Naukowcy z Uniwersytetu w Chicago i Uniwersytetu Columbia wykorzystali metody uczenia maszynowego, aby scharakteryzować prezentację postaci w książkach dla dzieci powszechnie czytanych w ciągu ostatniego stulecia (od 1920 r.). Przyjrzeli się książkom docenionym przez Association for Library Service to Children – stowarzyszenie wyznaczające standardy usług bibliotecznych dla dzieci. Książeczki podzielono na dwie kategorie. Pierwsza – diversity (różnorodność) – obejmowała pozycje wyróżnione za wartość artystyczną oraz sposób, w jaki podkreślają doświadczenia określonej grupy o odmiennej tożsamości. Druga – mainstream – to wszystkie pozostałe nagrodzone książki. Na podstawie danych z systemów bibliotecznych pokazano, że książki z grupy mainstream są wypożyczane średnio cztery razy częściej, a wykorzystując dane transakcyjne stwierdzono, że sprzedają się średnio pięć razy lepiej. Na tej podstawie założono, że książki z grupy mainstream stanowią „kanon” literatury dziecięcej. Co ciekawe, książki promujące różnorodność mają przeciętnie znacząco wyższe ceny niż te z głównego nurtu.
Za pomocą konwersji obrazów na dane (sposobu zapisu obrazu liczbami) i metod automatycznej analizy tekstu, naukowcy „zmierzyli” kolor skóry, rasę, płeć i wiek bohaterów w obu grupach książek. Stwierdzono niedostateczną reprezentację osób rasy czarnej i Latynosów w stosunku do ich udziału w populacji, chociaż z biegiem czasu reprezentacja osób rasy czarnej rosła. Brak dyskryminacji w tym kontekście nie oznacza, że proporcja osób o jasnej i ciemnej karnacji musi być taka sama; oznacza, że jeżeli ok. 13 proc. społeczeństwa amerykańskiego stanowią osoby czarnoskóre, to powinno być ok. 13 proc. czarnoskórych bohaterów książeczek dla dzieci na rynku wydawniczym.
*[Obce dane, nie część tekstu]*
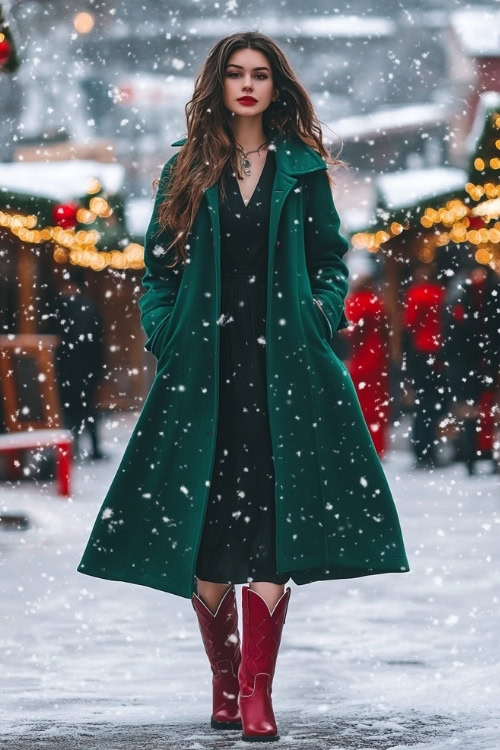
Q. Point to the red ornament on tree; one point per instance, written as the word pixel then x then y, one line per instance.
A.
pixel 64 214
pixel 5 51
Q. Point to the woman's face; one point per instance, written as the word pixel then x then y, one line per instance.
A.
pixel 248 74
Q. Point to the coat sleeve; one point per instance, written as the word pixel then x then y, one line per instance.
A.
pixel 161 284
pixel 325 247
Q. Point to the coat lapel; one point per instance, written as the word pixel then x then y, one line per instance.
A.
pixel 292 158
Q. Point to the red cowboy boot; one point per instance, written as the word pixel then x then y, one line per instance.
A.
pixel 261 641
pixel 221 639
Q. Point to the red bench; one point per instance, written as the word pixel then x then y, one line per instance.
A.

A jest dużo mniej. Niezwykle ciekawe jest też to, że postacie w książkach głównego nurtu mają jaśniejszy kolor skóry, nawet po uwzględnieniu różnic rasowych (czarny bohater jest mniej czarny), a dzieci są w obu grupach książek przedstawiane z jaśniejszym kolorem skóry niż dorośli.
W kontekście dyskryminacji płciowej zauważono, że kobiety rzadziej są bohaterkami, choć ostatnio się to zaczęło zmieniać. Niestety rzadziej pojawiają się w tekście niż na obrazach, co sugeruje większe włączenie symboliczne niż merytoryczne. Ciekawostką jest, że mimo iż książki są skierowane do dzieci, to dorośli bohaterowie częściej niż dziecięcy pojawiają się zarówno na obrazach, jak i w tekście.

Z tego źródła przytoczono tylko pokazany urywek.